Summary of Google DeepMind and Google Research Blog Post (December 15, 2023)

Introduction

This blog post from Google DeepMind and Google Research focuses on the use of machine learning (ML) to enhance the efficiency of ML workloads. It particularly emphasizes advancements in ML compilers and the introduction of the TpuGraphs dataset.

ML Compilers

  • Purpose: Convert user-written ML programs into executable instructions.
  • Optimization Levels:
    • Graph-level: Optimizes considering the entire computation graph.
    • Kernel-level: Focuses on optimizing individual graph kernels.
  • Example: Optimization of memory layouts for tensor operations, enhancing overall computational efficiency.

TpuGraphs Dataset

  • Objective: To improve ML model efficiency through better compiler optimizations.
  • Content:
    • Computational graphs from various ML workloads.
    • Compilation configurations and respective execution times.
  • Focus: Layout and tiling configurations for Google’s Tensor Processing Units (TPUs).
  • Scale: Significantly larger than previous datasets, enabling more extensive research in graph-level prediction for large graphs.

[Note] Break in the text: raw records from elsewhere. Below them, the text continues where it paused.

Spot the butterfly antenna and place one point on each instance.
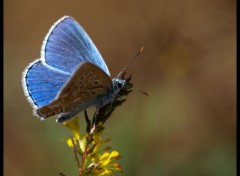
(139, 52)
(145, 93)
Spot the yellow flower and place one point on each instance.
(104, 164)
(74, 126)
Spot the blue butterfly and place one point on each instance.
(70, 75)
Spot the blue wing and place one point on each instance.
(41, 83)
(67, 45)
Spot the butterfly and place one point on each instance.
(70, 75)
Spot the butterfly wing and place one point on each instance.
(82, 90)
(42, 83)
(67, 45)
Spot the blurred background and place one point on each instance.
(188, 124)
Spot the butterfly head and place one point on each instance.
(118, 84)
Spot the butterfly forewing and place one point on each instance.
(67, 45)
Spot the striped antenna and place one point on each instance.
(139, 52)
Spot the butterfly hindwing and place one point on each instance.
(86, 84)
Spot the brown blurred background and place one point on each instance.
(188, 124)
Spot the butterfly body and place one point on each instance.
(70, 76)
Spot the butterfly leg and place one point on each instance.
(66, 116)
(88, 121)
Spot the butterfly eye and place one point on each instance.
(119, 85)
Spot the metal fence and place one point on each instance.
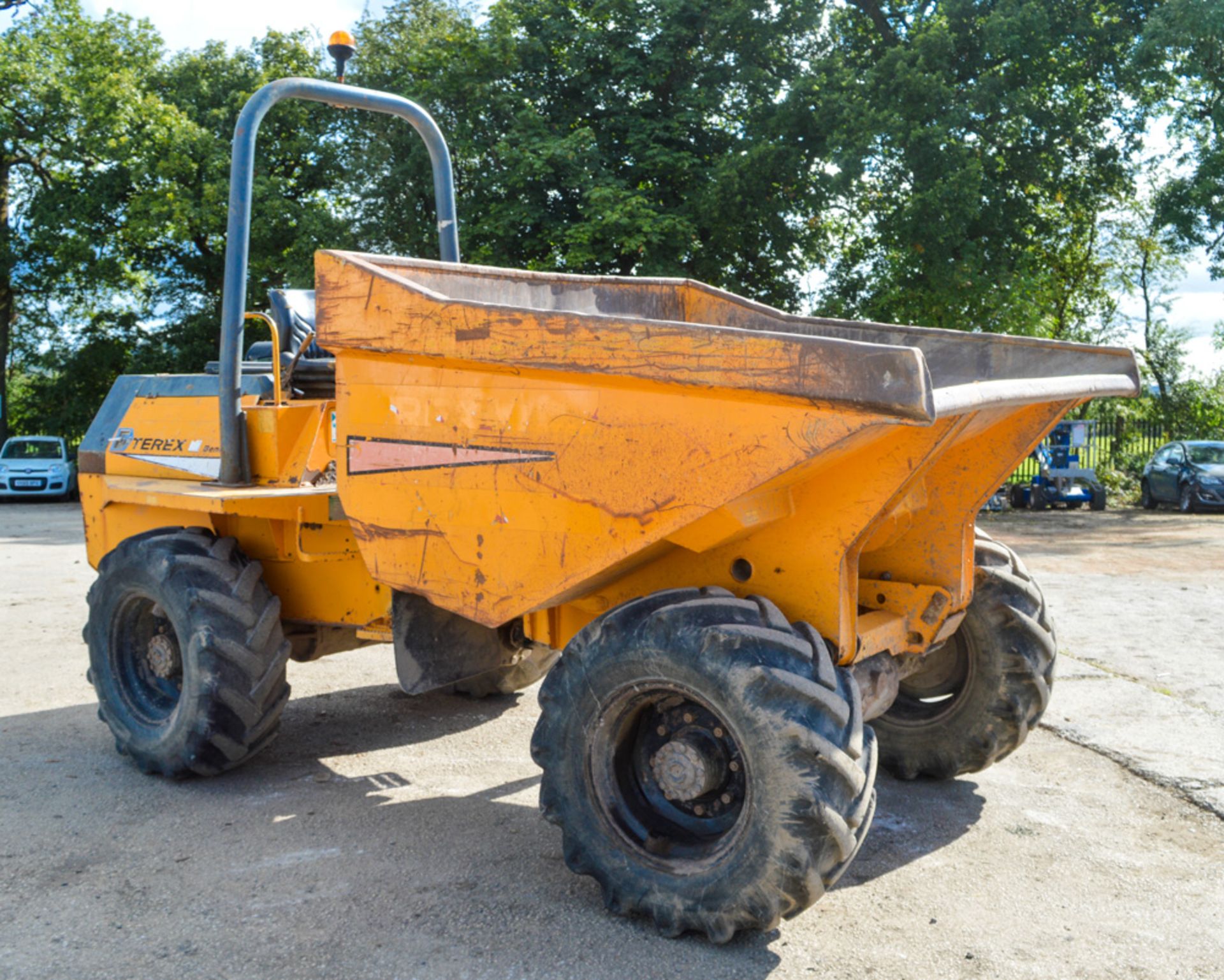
(1117, 440)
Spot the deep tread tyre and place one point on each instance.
(186, 652)
(947, 721)
(806, 791)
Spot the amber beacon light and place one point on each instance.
(342, 47)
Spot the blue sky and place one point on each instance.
(189, 24)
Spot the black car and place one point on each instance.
(1189, 474)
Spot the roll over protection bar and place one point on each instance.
(234, 464)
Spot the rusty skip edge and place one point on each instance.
(891, 378)
(824, 371)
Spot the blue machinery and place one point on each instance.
(1060, 480)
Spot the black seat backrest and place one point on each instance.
(294, 313)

Baseline Learned Cost Models

  • Methodology: Utilize Graph Neural Networks (GNNs) to represent programs as graphs.
  • Features:
    • Node features encompass operation type and other relevant characteristics.
  • Process: Employs graph pooling to derive a fixed-size graph embedding, used for predicting output.

Graph Segment Training (GST)

  • Aim: To scale GNN training for handling large graphs on devices with limited memory capacity.
  • Technique:
    • Partitioning large graphs into smaller segments.
    • Model updates using a subset of segments while combining embeddings for the complete graph.